7. Duration and Termination of this Agreement. This Agreement shall become effective upon the date of its execution, and, unless terminated as herein provided, shall remain in full force and effect through and including the second anniversary of the execution of this Agreement and shall continue in full force and effect indefinitely thereafter, but only so long as such continuance after such second anniversary is specifically approved at least annually (i) by the Trustees of the Parent Company or by vote of a majority of the outstanding voting securities of the Parent Company and (ii) by the vote of a majority of those Trustees of the Parent Company who are not interested persons of Xxxxx Xxxxx or the Parent Company cast in person at a meeting called for the purpose of voting on such approval.

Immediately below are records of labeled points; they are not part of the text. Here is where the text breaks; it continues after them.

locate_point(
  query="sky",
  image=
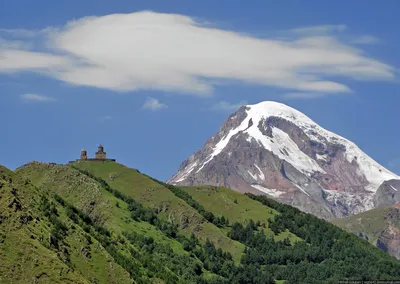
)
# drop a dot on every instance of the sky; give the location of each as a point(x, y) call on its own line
point(153, 80)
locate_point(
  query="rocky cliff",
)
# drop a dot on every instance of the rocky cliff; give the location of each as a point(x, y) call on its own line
point(270, 148)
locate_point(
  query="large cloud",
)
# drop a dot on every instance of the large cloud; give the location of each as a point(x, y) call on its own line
point(148, 50)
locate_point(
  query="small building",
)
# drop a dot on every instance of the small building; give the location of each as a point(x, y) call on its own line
point(100, 155)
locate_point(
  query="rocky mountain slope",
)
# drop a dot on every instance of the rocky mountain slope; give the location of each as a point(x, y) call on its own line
point(101, 222)
point(270, 148)
point(381, 227)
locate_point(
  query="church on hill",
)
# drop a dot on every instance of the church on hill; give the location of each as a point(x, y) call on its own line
point(100, 155)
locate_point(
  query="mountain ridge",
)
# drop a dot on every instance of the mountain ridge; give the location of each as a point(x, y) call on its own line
point(67, 223)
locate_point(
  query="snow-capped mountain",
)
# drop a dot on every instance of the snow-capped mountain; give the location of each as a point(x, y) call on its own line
point(270, 148)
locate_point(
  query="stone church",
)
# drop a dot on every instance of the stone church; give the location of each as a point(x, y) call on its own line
point(100, 155)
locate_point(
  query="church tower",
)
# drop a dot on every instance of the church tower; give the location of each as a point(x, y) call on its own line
point(83, 154)
point(100, 154)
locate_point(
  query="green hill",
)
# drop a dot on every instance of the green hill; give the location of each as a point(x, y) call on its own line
point(101, 222)
point(381, 227)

Either party hereto may, at any time on sixty (60) days’ prior written notice to the other, terminate this Agreement without the payment of any penalty, by action of the Trustees of the Parent Company or the trustees of Xxxxx Xxxxx, as the case may be, and the Fund may, at any time upon such written notice to Xxxxx Xxxxx, terminate this Agreement by vote of a majority of the outstanding voting securities of the Parent Company. This Agreement shall terminate automatically in the event of its assignment.
8. Amendments of the Agreement. This Agreement may be amended by a writing signed by both parties hereto, provided that no material amendment to this Agreement shall be effective until approved (i) by the vote of a majority of those Trustees of the Parent Company who are not interested persons of Xxxxx Xxxxx or the Parent Company cast in person at a meeting called for the purpose of voting on such approval, and (ii) if required by the Investment Company Act of 1940, as amended, by vote of a majority of the outstanding voting securities of the Parent Company.
9. Limitation of Liability. Xxxxx Xxxxx hereby agrees that it shall have recourse to the Fund for payment of claims or obligations as between the Fund and Xxxxx Xxxxx arising out of this Agreement and shall not seek satisfaction from the shareholders or any shareholder of the Fund.
10. Use of the Name “Xxxxx Xxxxx”. Xxxxx Xxxxx hereby consents to the use by the Fund of the name “Xxxxx Xxxxx” [and/or “Parametric”] as part of the Fund’s name; provided, however, that such consent shall be conditioned upon the employment of Xxxxx Xxxxx or one of its affiliates as the investment adviser or administrator of the Fund. The name “Xxxxx Xxxxx”, [“Parametric”] or any variation thereof may be used from time to time in other connections and for other purposes by Xxxxx Xxxxx and its affiliates and other investment companies that have obtained consent to the use of the name “Xxxxx Xxxxx” [and/or “Parametric”]. Xxxxx Xxxxx shall have the right to require the Fund to cease using the name “Xxxxx Xxxxx” [and/or “Parametric”] as part of the Fund’s name if the Fund ceases, for any reason, to employ Xxxxx Xxxxx or one of its affiliates as the Fund’s investment adviser or administrator. Future names adopted by the Fund for itself, insofar as such names include identifying words requiring the consent of Xxxxx Xxxxx, shall be the property of Xxxxx Xxxxx and shall be subject to the same terms and conditions.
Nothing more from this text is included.